Since the earliest reports, investigators determined that patients often preferred oral appliance (OA) therapy over continuous positive airway therapy (CPAP).1 The reasons were relative ease of use and a high rate of success, especially for relief of snoring and other symptoms of obstructive sleep apnea (OSA). While it was recognized that objective treatment response was less successful, patients' use was often better than CPAP, leading to the notion that treatment effectiveness, i.e., efficacy plus compliance, was comparable to CPAP. Of course this conclusion was tempered by the recognition that most OA users had less than severe OSA and that severe disease required the robust efficacy of CPAP, especially for oxygenation.
Population studies indicate that the majority of subjects with abnormal breathing in sleep would be classified less than severe2 and might be considered for OA use by current guidelines.3 Why, then, are OA used by so few patients? Best estimates are well south of 10% of all patients with OSA. Patient selection undoubtedly plays a role, with severe cases more likely to present for diagnosis and treatment. Other factors include cultural barriers between dentists and physicians, the perception of excessive cost and other financial restraints; and on the other hand, the association of CPAP with sleep lab technology and vigorous promotion by the CPAP industry. Perhaps of greatest importance in recent years is the belief that untreated OSA is associated with cardiovascular disease,4 an association that has found resonance in the broader medical community and has created enthusiasm for a medical rationale to prevent stroke and heart disease with CPAP. However, this concept has not been validated by a prospective treatment trial, and the evidence of increased risk is weak in less than severe cases.
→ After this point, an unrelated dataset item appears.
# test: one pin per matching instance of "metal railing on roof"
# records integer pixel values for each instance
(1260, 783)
In this environment, the study by Almeida5 is a welcome reminder that OSA patients often prefer OA over CPAP. This relatively small group of 19 CPAP adherent patients who completed the trial included a broad range of OSA severities, including approximately half with AHI 30+ who would not be recommended for OA by current guidelines. OA treatment success was no different from previous studies of patients with similar severity: 47% achieved success (AHI 10-), 32% failed (AHI 20+), and the rest were in between. After initial adaptation to OA therapy, patients were given the option to use either therapy for 3 months. More patients preferred OA, even though CPAP was recognized to be more efficacious. All patients used OA some of the time and 8 of 19 chose to use OA most of the time. OA use was correlated with OA treatment AHI, but the correlation explained only 21% of the variance. The authors' conservative conclusion is that OA can be used as an adjunct to CPAP, but I am impressed by the preference data, especially since it is based on actual use in addition to opinion.
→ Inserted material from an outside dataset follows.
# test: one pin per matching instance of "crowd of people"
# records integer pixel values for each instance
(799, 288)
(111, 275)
How much should patient preference affect the choice of therapy? In this age of consumer empowerment, probably quite a lot. But are patients properly informed of their choice? And how is the choice presented by the doctor? Several reasons for incomplete or inaccurate communication come to mind including unfamiliarity with dental therapy by many MD clinicians. Financial incentives may influence the advice of sleep specialists who stand to gain by lab income and equipment fees from CPAP. On a higher plane, the wish to achieve normal breathing, as occurs more often with CPAP, would seem to argue in favor of CPAP. But is this goal necessary, and what are the health consequences of mild to modest OSA, e.g. AHI < 30?: by one outcome study of cardiovascular disease, nil6; by another of cognition and vigilance, not much.7
And the OA environment is changing. Financial barriers to OA therapy are coming down now that Medicare is reimbursing for the procedure. The number of dentists working in this field is increasing rapidly. New technology may improve the identification of patients likely to succeed with OA.8 For all these reasons OA therapy is likely to play a growing role in the treatment of OSA. In less than sev ere cases patient preference should be allowed to determine the choice of therapy.
The author is on the Medical Advisory Board of Zephyr Sleep Technologies, a medical company working with oral appliance therapy of OSA.